И не беда, что сия приятная и успокоительная беседа разливалась самоутешительным ручейком как раз возле забора Лярвы, как раз вблизи двора её, на котором вновь, буквально на следующий день после триумфального возвращения хозяйки, была построена собачья конура — только уже кривая, уродливая и оттого ещё более зловещая, чем прежняя. Новый сожитель Лярвы, огромного роста и свирепого вида, сколотил эту конуру из обломков старой, лежавших до сих пор на дворе и покрытых ржаво-бурыми пятнами высохшей крови несчастного Проглота. А на третий день в эту конуру, совсем как в добрые старые времена, был насильно заселён и её прежний житель.
Итак, возобновление жизненного уклада Лярвы сопровождалось возобновлением и «величественного» народного безмолвия.
* * *
Ночи пока ещё были относительно тёплыми, и Сучка почти не мёрзла в своей будке. Погромыхивая цепью, она долго и совсем по-собачьи кружилась на месте, прежде чем улечься, свернуться клубочком и сладко уснуть. По ночам ей снились соленья бабы Дуни, её вкуснейшие плов и борщ, её высокий и писклявый старческий голос, её ласки и утешения, а иногда и растерянность, мелькавшая во взгляде и подмечаемая девочкой. Изредка ей снился детский дом с его такой тёплой и непривычно мягкой постелью, с его ваннами и уроками, с его режимом дня и терпеливыми педагогами. Снился ей также большой и добрый человек с грустным и иногда смущённым взглядом, приносивший ей в детский дом конфеты и фрукты и всегда говоривший при встрече: «Ну, чего ты тут?» Ей снилось только доброе и хорошее, ей не снилось плохое. Пусть и короткий, но такой счастливый, тёплый и интересный период её жизни — не закончился; он продолжался в её снах.

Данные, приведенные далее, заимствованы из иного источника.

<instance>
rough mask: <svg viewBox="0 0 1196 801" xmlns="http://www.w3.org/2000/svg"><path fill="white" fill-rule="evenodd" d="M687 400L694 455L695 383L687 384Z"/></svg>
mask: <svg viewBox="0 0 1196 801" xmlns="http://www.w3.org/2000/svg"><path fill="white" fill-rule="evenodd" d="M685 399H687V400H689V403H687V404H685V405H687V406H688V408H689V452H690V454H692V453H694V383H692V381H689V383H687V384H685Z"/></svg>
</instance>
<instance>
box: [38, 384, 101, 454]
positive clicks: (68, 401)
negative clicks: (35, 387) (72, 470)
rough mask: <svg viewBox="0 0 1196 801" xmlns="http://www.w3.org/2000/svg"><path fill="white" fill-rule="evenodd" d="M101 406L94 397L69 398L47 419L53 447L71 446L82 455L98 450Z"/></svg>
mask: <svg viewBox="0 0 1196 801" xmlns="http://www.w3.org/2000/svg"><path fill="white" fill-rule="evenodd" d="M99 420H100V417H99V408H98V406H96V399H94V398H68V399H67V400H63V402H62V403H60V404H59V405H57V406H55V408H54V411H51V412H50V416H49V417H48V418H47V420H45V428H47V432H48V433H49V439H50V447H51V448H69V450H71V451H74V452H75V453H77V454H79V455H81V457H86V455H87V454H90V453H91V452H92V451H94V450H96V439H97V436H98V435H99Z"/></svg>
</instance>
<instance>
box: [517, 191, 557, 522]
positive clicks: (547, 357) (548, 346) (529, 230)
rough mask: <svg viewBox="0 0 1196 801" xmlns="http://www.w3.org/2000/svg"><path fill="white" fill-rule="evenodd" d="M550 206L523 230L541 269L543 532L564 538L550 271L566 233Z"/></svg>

Пробужденья же бывали всегда неприятными и голодными. Чувствуя спазмы голода, она выбиралась из конуры и ковыляла на своих культях к большой куче отбросов и объедков, постепенно нараставшей вокруг гниющего тела её старого друга — Проглота. Его высыхающий труп с клочками шерсти, как и лежавшую в отдалении отсечённую голову со страшным оскалом, никто не хотел выносить и выбрасывать, и раз уж труп продолжал лежать здесь, посреди двора, то обленившаяся Лярва решила и все домашние отходы сваливать в кучу здесь же, прямо на труп и возле него, не утруждая себя выносом мусора на помойку.
Поначалу, в первые дни своего возвращения к прежнему образу жизни, Сучка попыталась было и питаться так же, как раньше, то есть пробираясь ночью в дом и воруя со стола объедки. Однако новый «мамкин хахаль» — жуткий зверообразный Гинус, — к немалому удивлению девочки, никогда не пьянел и не спал. Он пил с Лярвой на равных, дожидался её постепенного ослабления, а затем, когда она засыпала мертвецким сном, садился на стул у окна и неподвижно сидел, уставясь в пол прямо перед собою. Сучка узнала об этом, когда попыталась однажды ночью пробраться в дом за объедками: сдерживая дыхание и стараясь не греметь цепью, она тихонько вползла в сени и далее в комнату, шмыгнула к столу, успела даже привстать на коротеньких ножках и оглядеть поверхность стола — как вдруг не замеченная ею громада, сидевшая на стуле у окна, вздыбилась и так грозно рыкнула, что девочка, дико завопив, бросилась наутёк и более в дом уже не совалась. Несмотря на громкий крик насмерть перепуганного ребёнка, Лярва в ту ночь так и не пробудилась, а вот Гинус. Гинус тогда вышел за Сучкой во двор, проводил её, убегавшую на четырёх культях, длинным взглядом, затем дошёл до конуры, наклонился к отверстию и некоторое время молча осматривал ребёнка, дрожавшего в ужасе и не смевшего поднять глаз на чудовище. Какая-то затаённая мысль, очевидно, посетила его сознание, но осталась пока невысказанной. Он выпрямился и вернулся в дом, а девочка, ощущавшая и прежде спонтанный и смутный ужас перед этим человеком, боялась поднять на него взгляд и потому не видела его лица как в тот момент, так и раньше и позже.